Se você é CTO, provavelmente já superou a dúvida sobre usar ou não IA.

A questão agora é outra: como aplicar IA de forma prática, integrada e com governança dentro da operação.

O problema não está na tecnologia, está na forma como ela é aplicada.

O problema é que, ao não enxergar IA como arquitetura, muitas empresas investem, testam, implementam…

e ainda assim não percebem ganhos reais.

Isso fica ainda mais evidente quando olhamos para algo simples — e extremamente comum — como a contratação de fornecedor.

O fluxo é conhecido: alguém solicita, compras analisa, documentos são revisados, dados são digitados e aprovações acontecem. No final, o processo funciona — mas à custa de retrabalho, erros e pouca padronização.

Nada disso é novo.

O que mudou é que agora temos IA. E, ainda assim, os problemas continuam.


O erro mais comum

A maioria das empresas tenta resolver isso com uma única ferramenta.

Implementa um Copilot, testa um chatbot ou automatiza um trecho do processo — esperando que isso resolva o todo.

Não resolve.

O problema é tratar IA como algo isolado.

no Microsoft 365, IA não é um produto. É uma combinação de capacidades que precisam trabalhar juntas.


O que realmente muda o jogo

A evolução acontece em camadas.

1. Copilot

No primeiro nível, a IA aumenta a produtividade do usuário com base no contexto organizacional.

Com o Copilot, a pessoa consegue estruturar melhor uma solicitação, organizar ideias, revisar textos, analisar anexos e utilizar informações do contexto organizacional.

2. Copilot Studio

No segundo nível, a experiência evolui — e a orquestração do processo começa a aparecer.

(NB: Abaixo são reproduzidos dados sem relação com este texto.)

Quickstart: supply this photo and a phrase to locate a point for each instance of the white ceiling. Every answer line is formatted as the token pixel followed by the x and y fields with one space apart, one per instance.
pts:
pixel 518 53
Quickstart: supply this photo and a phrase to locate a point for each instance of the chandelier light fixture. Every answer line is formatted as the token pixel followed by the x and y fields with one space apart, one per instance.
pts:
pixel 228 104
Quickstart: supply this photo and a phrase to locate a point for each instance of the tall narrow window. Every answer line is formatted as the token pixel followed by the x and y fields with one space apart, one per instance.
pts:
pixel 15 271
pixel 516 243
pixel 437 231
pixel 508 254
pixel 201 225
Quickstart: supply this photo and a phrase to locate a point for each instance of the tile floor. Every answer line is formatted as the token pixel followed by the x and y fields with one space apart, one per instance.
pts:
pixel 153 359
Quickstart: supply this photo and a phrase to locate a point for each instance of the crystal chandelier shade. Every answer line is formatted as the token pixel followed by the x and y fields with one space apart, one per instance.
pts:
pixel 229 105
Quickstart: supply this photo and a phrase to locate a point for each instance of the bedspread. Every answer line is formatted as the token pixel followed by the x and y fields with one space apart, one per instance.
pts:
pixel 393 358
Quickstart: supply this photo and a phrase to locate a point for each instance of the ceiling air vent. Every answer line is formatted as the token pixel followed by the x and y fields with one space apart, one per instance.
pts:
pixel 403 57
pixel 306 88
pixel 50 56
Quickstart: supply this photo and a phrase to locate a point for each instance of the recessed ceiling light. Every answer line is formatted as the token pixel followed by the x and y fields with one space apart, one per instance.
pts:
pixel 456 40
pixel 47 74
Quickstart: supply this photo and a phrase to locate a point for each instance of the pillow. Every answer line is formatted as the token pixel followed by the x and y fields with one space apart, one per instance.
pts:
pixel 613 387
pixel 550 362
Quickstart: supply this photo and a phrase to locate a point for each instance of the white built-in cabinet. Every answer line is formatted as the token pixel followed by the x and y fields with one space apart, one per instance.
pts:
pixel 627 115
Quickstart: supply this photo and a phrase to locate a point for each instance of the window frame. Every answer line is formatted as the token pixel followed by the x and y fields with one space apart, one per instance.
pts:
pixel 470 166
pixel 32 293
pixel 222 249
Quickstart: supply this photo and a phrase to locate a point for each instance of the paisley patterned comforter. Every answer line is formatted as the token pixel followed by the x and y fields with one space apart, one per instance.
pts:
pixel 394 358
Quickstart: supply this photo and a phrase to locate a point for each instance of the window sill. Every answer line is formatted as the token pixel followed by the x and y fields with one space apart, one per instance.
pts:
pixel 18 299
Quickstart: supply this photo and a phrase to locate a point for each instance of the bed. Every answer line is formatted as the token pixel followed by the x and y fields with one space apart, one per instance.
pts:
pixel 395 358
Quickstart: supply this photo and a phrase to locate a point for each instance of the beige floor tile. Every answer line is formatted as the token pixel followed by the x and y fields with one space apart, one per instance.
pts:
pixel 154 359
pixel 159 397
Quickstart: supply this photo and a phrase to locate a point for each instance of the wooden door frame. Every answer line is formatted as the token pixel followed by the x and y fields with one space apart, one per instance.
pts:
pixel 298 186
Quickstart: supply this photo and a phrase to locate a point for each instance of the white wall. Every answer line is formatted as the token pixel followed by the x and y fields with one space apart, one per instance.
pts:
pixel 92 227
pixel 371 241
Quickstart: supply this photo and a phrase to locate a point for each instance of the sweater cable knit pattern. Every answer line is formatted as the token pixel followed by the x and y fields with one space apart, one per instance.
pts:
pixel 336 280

Com o Copilot Studio, o usuário deixa de preencher formulários e passa a interagir com um assistente que pode acionar fluxos, integrar sistemas e guiar o processo.

A entrada se torna mais guiada, mais natural, com menos erro e já conectada à execução do processo.

3. AI Builder

No terceiro nível, começam os ganhos operacionais reais.

O AI Builder passa a extrair, classificar e interpretar dados de documentos e conteúdos estruturados, eliminando digitação e reduzindo falhas.

 Ainda assim, a IA atua em tarefas estruturadas e previsíveis — não toma decisões.

4. Azure OpenAI

É no quarto nível que tudo muda.

Com Azure OpenAI, a IA deixa de apenas executar e passa a interpretar o contexto.

Ela entende o tipo de contratação, aplica regras e políticas, analisa propostas e recomenda caminhos.

O processo deixa de ser apenas automatizado.

Passa a ser inteligente.

A IA não apenas executa processos — ela passa a suportar e influenciar decisões.


O ponto de atenção

Esse avanço traz ganhos claros – mas também exige maturidade.

Quando a IA começa a influenciar decisões, entram em jogo temas como governança, rastreabilidade, custo e confiabilidade.

Não é mais só tecnologia — é gestão.


Onde está o verdadeiro valor

O erro não é escolher a ferramenta errada.

É tentar resolver um problema complexo com uma única peça.

O valor real aparece quando essas capacidades são combinadas de forma intencional: uma camada melhora a entrada, outra interpreta, outra executa.

É essa combinação que transforma o processo.


O insight mais importante

IA não é sobre ferramenta. É sobre maturidade de automação.

No fim, a decisão não é tecnológica.

É estratégica.

A pergunta, então, deixa de ser sobre IA e passa a ser:

Até onde sua empresa está disposta a automatizar decisões?


Conclusão

No processo de contratação de fornecedor, a diferença entre usar IA e gerar valor com IA está na forma como ela é aplicada.

Ferramentas isoladas ajudam.

Mas é uma arquitetura – bem pensada e integrada – que realmente muda o jogo.

E na sua empresa?

Você ainda está automatizando tarefas ou já começou a automatizar decisões?